Hart, 33, of Huntington, was charged in 2014 with conspiracy to distribute and possession with intent to distribute oxycodone in an indictment that prominently featured the sales to Boogaard, and prosecutors said that by supplying oxycodone he fed the addiction that led to Boogaard’s death.
Prosecutors, in a letter to Buchwald earlier this month, said that although technically Boogaard’s family did not qualify as victims who would have the right to speak at Hart’s sentencing, they thought it would be “helpful” for the judge to hear from the family.

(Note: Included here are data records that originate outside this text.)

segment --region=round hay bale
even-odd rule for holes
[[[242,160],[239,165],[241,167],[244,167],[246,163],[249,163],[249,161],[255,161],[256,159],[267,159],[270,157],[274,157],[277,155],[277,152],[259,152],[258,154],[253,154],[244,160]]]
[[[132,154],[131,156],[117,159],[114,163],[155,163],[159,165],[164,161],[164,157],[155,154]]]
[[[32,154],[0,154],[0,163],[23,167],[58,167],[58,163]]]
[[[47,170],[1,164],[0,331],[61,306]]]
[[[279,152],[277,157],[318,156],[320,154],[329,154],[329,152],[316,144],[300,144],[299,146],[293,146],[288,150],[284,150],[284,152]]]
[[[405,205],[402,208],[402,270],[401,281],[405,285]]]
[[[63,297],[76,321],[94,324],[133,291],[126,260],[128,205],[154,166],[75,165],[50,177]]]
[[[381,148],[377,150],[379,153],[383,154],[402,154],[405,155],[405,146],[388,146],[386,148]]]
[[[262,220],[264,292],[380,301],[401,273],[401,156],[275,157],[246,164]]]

Hart, the son of former Islanders defenseman Gerry Hart, has said he became addicted to painkillers as a result of an injury he suffered as a minor league hockey player. In June, he was allowed to plead to possession, and faces a maximum of a year in prison.
In the letter to Buchwald, Hart’s lawyers acknowledged that Hart sold pills to Boogaard, but they argued that despite the insinuation of the indictment, the two painkillers that Hart admitted possessing — Vicodin and Percocet — would have left traces of acetaminophen, and Boogaard’s toxicology report showed none.

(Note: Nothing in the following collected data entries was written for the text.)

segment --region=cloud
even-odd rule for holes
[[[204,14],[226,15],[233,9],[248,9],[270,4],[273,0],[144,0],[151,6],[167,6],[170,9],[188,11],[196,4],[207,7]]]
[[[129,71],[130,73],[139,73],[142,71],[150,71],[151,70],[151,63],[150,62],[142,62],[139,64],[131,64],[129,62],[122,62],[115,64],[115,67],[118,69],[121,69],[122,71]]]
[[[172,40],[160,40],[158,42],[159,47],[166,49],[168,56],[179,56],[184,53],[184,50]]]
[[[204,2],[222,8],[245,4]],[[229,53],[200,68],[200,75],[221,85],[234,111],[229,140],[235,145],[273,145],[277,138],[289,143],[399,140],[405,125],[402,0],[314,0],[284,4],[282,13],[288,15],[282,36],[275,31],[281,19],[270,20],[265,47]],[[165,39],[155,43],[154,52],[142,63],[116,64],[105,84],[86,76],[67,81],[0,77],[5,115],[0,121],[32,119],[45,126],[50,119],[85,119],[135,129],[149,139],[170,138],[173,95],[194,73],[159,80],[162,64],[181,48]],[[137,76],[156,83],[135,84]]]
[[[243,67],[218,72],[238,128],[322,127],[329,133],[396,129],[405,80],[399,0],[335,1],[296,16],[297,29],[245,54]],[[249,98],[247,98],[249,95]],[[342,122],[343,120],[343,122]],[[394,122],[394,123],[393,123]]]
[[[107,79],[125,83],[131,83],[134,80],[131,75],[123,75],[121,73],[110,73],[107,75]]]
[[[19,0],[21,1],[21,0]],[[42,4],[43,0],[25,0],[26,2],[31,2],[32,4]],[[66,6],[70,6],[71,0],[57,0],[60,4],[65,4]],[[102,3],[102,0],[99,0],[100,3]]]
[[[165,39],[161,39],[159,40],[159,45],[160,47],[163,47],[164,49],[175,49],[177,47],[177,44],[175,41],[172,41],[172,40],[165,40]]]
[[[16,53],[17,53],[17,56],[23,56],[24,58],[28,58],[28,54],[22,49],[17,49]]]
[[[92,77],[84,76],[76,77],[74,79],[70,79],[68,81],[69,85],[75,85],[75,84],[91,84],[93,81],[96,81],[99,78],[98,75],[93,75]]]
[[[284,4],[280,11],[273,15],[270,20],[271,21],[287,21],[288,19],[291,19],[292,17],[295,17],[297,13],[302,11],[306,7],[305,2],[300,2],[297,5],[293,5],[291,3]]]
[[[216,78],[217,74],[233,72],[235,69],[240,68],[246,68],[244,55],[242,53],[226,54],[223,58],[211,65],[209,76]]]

“Pills Mr. Hart provided to Mr. Boogaard did not cause Mr. Boogaard’s death,” lawyers Nelson Boxer and Philip Pilmar wrote.
“Mr. Hart has never met any of Mr. Boogaard’s family members,” they added, “and while undoubtedly Mr. Boogaard’s family can speak to Derek Boogaard’s addiction and tragic death . . . evidence from Mr. Boogaard’s family should have no bearing on Mr. Hart’s background, character or conduct for consideration in imposing sentence.”
Boxer declined to comment on Hart’s position. A lawyer for the Boogaard family, which has been trying to sue the NHL over his death, also declined to comment.
A spokesman for Manhattan U.S. Attorney Preet Bharara, whose office has never explained why more serious charges against Hart were dropped, also declined to comment.